A further analysis of our tables shows an interesting and striking relationship between ignorance of methods for the prevention of conception and the number of children. Sixty-eight women had had three children each. Of these, twenty-six, or thirty-eight per cent., were ignorant of contraceptives. Twenty-eight women had had four children each. Of these fourteen, or fifty per cent., were ignorant of contraceptives. Fifty-five women had had five children each. Of these thirty were ignorant of contraceptives, or fifty-four per cent. Thirty-two women had had six children each. Of these twenty were ignorant of contraceptives, or sixty-two per cent. Forty women had had seven children each. Of these thirty-eight were ignorant of contraceptives, or ninety-five per cent. Twenty-one women had had eight children each. Of these twenty were ignorant of contraceptives, or ninety-five per cent. Forty-four women had had nine or more children each, and of these all were ignorant of contraceptive measures. Arranged in tabular form, these data would appear as follows:
| Number of Women | Number of Children | Number Ignorant of Contraceptives | Percentage |
|---|---|---|---|
| 68 | 3 | 26 | 38 |
| 28 | 4 | 14 | 50 |
| 55 | 5 | 30 | 54 |
| 32 | 6 | 20 | 62 |
| 40 | 7 | 38 | 95 |
| 21 | 8 | 20 | 95 |
| 44 | 9 to 17 | all | 100 |
It is sometimes stated by opponents of birth control that contraceptive methods are known by every married person and that the fault and immorality of having a large family of unprovided for dependents lies not in ignorance of contraceptives but rather in a lack of determination on the part of one or both parents to use preventive measures; in other words, that the failure to use contraceptives results from the inconvenience attending some methods and also from the influence of religious sentiment.

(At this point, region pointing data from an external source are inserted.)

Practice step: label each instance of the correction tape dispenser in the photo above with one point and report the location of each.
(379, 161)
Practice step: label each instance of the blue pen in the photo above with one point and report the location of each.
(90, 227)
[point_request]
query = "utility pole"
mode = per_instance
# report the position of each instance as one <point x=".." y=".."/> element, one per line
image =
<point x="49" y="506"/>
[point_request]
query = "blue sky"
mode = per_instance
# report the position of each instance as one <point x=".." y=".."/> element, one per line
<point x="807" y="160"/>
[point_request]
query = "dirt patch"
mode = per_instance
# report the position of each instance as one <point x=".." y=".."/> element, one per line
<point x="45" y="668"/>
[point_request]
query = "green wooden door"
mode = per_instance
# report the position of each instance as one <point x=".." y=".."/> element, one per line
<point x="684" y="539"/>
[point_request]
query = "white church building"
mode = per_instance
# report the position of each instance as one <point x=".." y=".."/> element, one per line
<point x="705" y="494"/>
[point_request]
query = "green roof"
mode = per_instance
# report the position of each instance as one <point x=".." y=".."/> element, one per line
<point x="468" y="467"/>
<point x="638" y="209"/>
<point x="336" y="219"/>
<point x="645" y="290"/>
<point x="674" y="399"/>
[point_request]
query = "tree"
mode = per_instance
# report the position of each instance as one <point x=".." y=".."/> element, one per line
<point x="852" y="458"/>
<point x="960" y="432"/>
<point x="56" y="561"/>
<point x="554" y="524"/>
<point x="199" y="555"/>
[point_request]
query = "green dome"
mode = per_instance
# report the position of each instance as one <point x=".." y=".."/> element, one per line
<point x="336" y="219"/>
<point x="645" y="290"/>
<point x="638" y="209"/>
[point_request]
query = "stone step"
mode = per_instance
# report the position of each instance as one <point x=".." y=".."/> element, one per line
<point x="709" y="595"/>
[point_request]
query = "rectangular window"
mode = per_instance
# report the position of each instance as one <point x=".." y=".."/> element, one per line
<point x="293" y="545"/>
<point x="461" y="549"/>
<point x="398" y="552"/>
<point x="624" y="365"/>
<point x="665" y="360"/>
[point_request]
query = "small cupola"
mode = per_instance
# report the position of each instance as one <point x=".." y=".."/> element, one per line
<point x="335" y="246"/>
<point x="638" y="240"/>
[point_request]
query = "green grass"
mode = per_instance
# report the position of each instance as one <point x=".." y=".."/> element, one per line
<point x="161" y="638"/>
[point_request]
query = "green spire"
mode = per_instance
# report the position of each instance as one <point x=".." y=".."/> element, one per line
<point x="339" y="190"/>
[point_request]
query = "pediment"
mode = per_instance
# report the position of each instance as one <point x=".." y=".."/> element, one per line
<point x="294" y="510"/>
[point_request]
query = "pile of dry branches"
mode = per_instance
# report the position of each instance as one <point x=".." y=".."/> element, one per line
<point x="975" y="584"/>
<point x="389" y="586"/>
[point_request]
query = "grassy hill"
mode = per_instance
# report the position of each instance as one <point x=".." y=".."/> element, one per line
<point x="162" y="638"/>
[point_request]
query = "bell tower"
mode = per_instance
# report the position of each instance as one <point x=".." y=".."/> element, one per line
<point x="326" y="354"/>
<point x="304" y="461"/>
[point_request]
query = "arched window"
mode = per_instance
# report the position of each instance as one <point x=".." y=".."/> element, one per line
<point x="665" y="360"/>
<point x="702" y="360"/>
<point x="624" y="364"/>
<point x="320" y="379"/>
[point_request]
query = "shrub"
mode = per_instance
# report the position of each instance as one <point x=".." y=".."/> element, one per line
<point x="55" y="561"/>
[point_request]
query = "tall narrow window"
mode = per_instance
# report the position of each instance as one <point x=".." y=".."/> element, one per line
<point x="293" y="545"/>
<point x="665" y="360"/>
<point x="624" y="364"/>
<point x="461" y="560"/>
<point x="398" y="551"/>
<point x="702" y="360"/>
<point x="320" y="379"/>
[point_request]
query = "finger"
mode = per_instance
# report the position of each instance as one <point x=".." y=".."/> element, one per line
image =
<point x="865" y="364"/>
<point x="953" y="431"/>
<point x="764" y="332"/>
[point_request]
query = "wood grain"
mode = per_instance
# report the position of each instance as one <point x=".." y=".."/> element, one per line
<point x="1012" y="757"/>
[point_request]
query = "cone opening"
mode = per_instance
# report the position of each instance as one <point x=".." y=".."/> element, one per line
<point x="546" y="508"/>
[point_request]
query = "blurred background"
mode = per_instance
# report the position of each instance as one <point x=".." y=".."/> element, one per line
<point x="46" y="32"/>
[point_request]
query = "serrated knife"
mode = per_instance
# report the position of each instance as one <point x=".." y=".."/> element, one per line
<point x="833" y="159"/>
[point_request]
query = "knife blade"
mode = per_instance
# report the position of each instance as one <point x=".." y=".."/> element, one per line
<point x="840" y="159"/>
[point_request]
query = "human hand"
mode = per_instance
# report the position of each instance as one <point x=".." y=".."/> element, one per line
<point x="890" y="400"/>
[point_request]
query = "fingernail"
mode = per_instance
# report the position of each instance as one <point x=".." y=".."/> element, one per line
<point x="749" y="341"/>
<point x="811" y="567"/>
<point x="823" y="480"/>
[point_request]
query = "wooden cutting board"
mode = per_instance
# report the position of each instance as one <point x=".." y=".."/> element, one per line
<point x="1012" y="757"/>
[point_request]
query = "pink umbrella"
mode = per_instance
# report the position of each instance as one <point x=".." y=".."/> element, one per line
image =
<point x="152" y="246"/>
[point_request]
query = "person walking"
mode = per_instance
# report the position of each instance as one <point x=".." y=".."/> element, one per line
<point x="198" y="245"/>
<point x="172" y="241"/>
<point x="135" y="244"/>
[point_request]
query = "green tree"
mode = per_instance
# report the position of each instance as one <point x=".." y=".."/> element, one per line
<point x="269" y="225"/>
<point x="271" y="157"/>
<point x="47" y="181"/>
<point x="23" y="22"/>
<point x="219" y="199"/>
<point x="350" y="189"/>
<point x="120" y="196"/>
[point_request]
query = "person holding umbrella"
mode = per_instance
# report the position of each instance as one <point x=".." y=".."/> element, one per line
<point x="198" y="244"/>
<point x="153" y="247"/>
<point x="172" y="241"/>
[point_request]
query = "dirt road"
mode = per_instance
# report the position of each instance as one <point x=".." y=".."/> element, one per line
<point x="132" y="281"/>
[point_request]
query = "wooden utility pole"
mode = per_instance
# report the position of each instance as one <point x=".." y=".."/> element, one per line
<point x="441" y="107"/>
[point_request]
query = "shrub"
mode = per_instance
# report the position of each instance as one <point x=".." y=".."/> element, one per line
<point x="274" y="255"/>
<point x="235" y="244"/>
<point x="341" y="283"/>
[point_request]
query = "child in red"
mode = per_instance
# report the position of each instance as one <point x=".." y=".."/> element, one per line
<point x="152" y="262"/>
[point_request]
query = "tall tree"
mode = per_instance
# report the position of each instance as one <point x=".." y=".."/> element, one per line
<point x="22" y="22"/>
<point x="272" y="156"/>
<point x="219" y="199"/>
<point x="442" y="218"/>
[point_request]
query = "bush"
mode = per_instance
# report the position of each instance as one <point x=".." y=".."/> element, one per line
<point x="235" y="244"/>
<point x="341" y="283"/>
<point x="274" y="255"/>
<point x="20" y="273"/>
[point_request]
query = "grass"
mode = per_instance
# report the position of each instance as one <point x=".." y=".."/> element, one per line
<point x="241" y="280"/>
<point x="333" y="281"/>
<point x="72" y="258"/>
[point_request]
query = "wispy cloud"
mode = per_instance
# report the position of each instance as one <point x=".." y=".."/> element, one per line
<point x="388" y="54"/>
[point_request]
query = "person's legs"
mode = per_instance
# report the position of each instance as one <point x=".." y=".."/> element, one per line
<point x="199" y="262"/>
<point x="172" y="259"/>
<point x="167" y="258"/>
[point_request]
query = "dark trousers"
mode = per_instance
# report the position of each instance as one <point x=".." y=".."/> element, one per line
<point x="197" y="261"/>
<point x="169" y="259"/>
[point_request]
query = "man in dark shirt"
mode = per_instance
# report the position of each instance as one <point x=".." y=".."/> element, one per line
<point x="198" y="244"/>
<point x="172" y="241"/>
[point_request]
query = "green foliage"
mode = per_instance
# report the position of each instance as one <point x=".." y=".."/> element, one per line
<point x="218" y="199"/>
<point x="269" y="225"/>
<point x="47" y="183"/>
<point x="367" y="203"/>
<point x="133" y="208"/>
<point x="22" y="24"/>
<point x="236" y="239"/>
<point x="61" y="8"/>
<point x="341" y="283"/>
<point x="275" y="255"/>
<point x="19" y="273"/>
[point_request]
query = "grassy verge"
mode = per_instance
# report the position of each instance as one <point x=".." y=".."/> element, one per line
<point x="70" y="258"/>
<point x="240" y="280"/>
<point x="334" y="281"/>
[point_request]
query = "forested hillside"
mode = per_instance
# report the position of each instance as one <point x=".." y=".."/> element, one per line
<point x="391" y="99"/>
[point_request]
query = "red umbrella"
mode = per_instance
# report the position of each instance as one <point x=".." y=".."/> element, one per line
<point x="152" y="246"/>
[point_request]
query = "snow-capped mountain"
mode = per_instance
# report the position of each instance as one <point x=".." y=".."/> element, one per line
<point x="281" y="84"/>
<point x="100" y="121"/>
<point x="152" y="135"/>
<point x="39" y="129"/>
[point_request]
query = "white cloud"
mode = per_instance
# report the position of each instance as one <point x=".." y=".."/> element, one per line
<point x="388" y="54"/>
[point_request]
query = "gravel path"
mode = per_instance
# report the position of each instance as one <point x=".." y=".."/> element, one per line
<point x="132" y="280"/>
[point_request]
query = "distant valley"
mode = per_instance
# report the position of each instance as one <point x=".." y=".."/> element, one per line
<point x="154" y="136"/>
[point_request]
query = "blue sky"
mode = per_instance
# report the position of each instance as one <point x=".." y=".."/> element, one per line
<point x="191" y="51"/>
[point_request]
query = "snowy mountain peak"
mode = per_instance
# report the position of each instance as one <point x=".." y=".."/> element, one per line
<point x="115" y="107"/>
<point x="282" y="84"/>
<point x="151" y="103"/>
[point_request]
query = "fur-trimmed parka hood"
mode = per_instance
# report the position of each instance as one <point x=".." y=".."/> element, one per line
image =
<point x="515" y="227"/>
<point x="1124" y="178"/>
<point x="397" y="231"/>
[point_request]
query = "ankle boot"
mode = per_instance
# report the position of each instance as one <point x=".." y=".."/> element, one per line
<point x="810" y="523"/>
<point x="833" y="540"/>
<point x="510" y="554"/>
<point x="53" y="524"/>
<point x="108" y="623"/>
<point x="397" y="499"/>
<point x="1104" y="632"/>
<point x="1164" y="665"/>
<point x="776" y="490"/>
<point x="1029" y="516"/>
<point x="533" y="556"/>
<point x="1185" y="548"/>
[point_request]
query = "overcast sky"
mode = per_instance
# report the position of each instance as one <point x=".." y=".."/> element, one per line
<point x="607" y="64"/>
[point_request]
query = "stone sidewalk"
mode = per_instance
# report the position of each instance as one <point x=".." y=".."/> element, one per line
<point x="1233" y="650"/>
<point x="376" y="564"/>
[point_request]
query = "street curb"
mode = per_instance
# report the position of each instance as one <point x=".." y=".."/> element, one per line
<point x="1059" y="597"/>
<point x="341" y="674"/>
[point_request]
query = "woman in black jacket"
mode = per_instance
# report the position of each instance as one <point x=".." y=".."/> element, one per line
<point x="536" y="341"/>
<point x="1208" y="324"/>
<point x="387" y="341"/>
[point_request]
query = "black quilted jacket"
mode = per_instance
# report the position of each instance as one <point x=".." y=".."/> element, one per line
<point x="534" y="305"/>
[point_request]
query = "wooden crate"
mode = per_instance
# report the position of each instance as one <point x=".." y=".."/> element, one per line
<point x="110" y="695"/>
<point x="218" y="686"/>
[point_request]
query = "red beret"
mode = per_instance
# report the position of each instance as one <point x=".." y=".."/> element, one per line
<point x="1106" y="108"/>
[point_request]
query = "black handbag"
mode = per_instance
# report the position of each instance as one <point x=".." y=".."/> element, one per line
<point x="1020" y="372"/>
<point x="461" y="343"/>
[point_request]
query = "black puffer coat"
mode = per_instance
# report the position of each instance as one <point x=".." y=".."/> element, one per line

The above data, however, tend to show that ignorance of contraceptives not only is a great factor in the production of large families, but is also a great factor in increasing the number of abortions. From the fact that two thirds of these women knew absolutely no contraceptive method, while the methods used by many of the others were ineffectual or positively harmful, it is apparent that there is a definite opportunity for educating these women in methods of regulating conception. That there is need and demand for such education is voiced in unmistakable language by the multitude of poor who seek advice from all practising physicians.
MATERNAL MORTALITY
Prof. Theodate L. Smith, director of the Library Department, Child Study Institute, Clark University, investigated the records of the families of early graduates of Yale University (1701 to 1745) and of Harvard University (1658 to 1690); and found that of the wives of Harvard men, 37.3 per cent. died under the age of 45 years, while of the wives of Yale men, 40 per cent. died under 50 years. Prof. Smith also showed that there is a tendency for families very large in the first generation to die out in the third or fourth generation. One family of twenty children, by two wives, has living descendent by one son only, one daughter being untraceable. A family of ten brothers and sisters, only two of whom lived until 50, produced three surviving children, who in turn have produced one, and that a sickly specimen. Another family had fourteen in the first generation, eight in the second, six in the third and only two in the fourth.—Mary Alden Hopkins in Harper’s Weekly, June, 1915.